Group 3 - Checklist Level 2¶
dbt Level Up¶
Start on this checklist once you have completed Checklist Level 1.
In this level you will apply the following skills:
- Revenue mart - fix the grain bug and allocate spend by impression share
- Snapshots - SCD Type 2 for campaign budget changes
- Singular tests - custom SQL assertions for revenue correctness
- Documentation - YAML for staging and mart models
Work through the steps in order. Expand a hint only after you've had a genuine attempt - the struggle is where the learning happens!
Target shape: revenue_by_content¶
You'll build the mart up step by step. Refer back to this table whenever you need to know what column comes from where, or what the final grain should look like.
Grain: one row per (campaign_id, content_id, impression_date).
| Column | Source | What it is |
|---|---|---|
campaign_id |
fct_ad_impressions |
Foreign key to stg_ads__campaigns |
content_id |
fct_ad_impressions |
The content item the impression ran against |
impression_date |
fct_ad_impressions |
Day the impressions were served |
impressions_count |
fct_ad_impressions |
Impressions for this (campaign, content, date) |
campaign_type |
stg_ads__campaigns |
Drives the commission rate lookup |
spend_dollars |
stg_ads__spend |
Gross daily campaign spend |
net_spend_dollars |
stg_ads__spend |
Spend minus platform fees |
impression_share |
derived | impressions_count / total_campaign_impressions for the day |
allocated_spend_dollars |
derived | impression_share × spend_dollars |
allocated_net_spend_dollars |
derived | impression_share × net_spend_dollars |
commission_rate |
commission_lookup seed |
MediaPulse's cut for this campaign type |
mediapulse_revenue_dollars |
derived | allocated_net_spend_dollars × commission_rate |
Step 1 - Get the grain right in revenue_by_content.sql¶
- Step complete
Open models/marts/revenue/revenue_by_content.sql.

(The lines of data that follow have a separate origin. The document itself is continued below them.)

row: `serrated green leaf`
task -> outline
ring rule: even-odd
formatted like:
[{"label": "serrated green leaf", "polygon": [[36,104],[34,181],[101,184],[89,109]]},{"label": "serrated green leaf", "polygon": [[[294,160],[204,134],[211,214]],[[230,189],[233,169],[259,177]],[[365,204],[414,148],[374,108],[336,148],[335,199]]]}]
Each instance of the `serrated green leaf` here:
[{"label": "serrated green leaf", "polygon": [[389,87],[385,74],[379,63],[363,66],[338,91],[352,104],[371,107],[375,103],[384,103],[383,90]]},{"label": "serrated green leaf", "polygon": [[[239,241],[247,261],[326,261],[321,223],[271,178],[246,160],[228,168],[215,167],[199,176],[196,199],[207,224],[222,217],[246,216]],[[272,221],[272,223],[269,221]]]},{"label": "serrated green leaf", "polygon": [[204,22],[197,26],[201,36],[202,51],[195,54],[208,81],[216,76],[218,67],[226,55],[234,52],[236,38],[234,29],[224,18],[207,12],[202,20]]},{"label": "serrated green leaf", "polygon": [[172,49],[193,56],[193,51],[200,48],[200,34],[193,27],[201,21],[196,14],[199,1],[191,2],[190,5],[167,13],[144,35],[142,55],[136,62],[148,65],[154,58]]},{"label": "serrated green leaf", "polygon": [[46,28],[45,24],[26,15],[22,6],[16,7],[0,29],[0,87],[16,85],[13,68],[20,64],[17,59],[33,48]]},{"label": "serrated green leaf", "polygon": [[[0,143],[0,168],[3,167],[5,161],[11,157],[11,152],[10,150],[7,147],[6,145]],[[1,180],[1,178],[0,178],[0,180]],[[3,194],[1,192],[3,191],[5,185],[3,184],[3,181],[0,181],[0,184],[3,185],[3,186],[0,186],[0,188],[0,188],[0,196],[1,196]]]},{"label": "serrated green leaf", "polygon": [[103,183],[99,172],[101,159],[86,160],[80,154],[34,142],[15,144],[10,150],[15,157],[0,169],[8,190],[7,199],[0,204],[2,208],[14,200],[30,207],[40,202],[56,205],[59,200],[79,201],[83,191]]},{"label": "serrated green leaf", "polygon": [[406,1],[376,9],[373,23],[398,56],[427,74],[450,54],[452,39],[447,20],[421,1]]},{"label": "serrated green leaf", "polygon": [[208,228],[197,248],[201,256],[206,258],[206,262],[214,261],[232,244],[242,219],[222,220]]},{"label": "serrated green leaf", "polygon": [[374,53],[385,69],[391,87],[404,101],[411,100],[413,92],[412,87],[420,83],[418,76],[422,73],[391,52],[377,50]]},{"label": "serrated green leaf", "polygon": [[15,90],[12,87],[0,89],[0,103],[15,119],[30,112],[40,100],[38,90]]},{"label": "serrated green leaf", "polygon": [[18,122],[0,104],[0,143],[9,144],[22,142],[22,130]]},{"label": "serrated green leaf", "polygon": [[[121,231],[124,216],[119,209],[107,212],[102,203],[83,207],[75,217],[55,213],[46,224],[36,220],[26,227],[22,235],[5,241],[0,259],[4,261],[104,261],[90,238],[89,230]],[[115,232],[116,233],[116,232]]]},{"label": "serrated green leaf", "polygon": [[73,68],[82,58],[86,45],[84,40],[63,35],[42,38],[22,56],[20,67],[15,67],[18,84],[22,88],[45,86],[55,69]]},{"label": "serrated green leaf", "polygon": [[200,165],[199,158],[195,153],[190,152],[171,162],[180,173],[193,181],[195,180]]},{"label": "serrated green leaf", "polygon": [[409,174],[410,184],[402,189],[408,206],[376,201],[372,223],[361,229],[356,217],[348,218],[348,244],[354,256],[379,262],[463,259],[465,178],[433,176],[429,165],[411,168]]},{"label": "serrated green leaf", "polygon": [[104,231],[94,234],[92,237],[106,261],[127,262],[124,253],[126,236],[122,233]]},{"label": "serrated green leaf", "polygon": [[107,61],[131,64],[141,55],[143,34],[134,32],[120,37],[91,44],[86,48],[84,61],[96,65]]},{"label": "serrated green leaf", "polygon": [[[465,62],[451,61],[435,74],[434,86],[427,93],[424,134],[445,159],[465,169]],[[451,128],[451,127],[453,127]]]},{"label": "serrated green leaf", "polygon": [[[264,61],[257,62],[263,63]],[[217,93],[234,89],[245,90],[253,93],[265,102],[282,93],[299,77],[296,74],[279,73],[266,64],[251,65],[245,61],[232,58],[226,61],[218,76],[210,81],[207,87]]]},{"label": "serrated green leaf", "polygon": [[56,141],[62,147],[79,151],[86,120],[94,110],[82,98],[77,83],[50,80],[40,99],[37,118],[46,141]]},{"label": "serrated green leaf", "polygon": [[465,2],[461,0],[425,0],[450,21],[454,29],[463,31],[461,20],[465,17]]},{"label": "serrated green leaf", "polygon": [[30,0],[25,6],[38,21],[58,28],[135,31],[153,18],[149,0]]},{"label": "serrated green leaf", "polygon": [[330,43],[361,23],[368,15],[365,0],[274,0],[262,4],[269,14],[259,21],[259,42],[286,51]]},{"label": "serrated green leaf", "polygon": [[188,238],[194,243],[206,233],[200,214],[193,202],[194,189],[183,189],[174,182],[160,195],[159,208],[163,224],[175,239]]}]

There's an existing model - you'll work from it, not throw it away. The model already has spend and campaigns CTEs you'll keep using in later steps; what's broken is the final aggregation, which groups at campaign_id and loses the per-content breakdown the mart name promises.
For this step, focus on just one thing: getting the grain right. Add an impressions CTE that pulls from fct_ad_impressions, then replace the broken campaign_revenue CTE with a final CTE at the impression grain (campaign_id, content_id, impression_date).
Leave the spend and campaigns CTEs in place; you'll use them for enrichment in Step 2.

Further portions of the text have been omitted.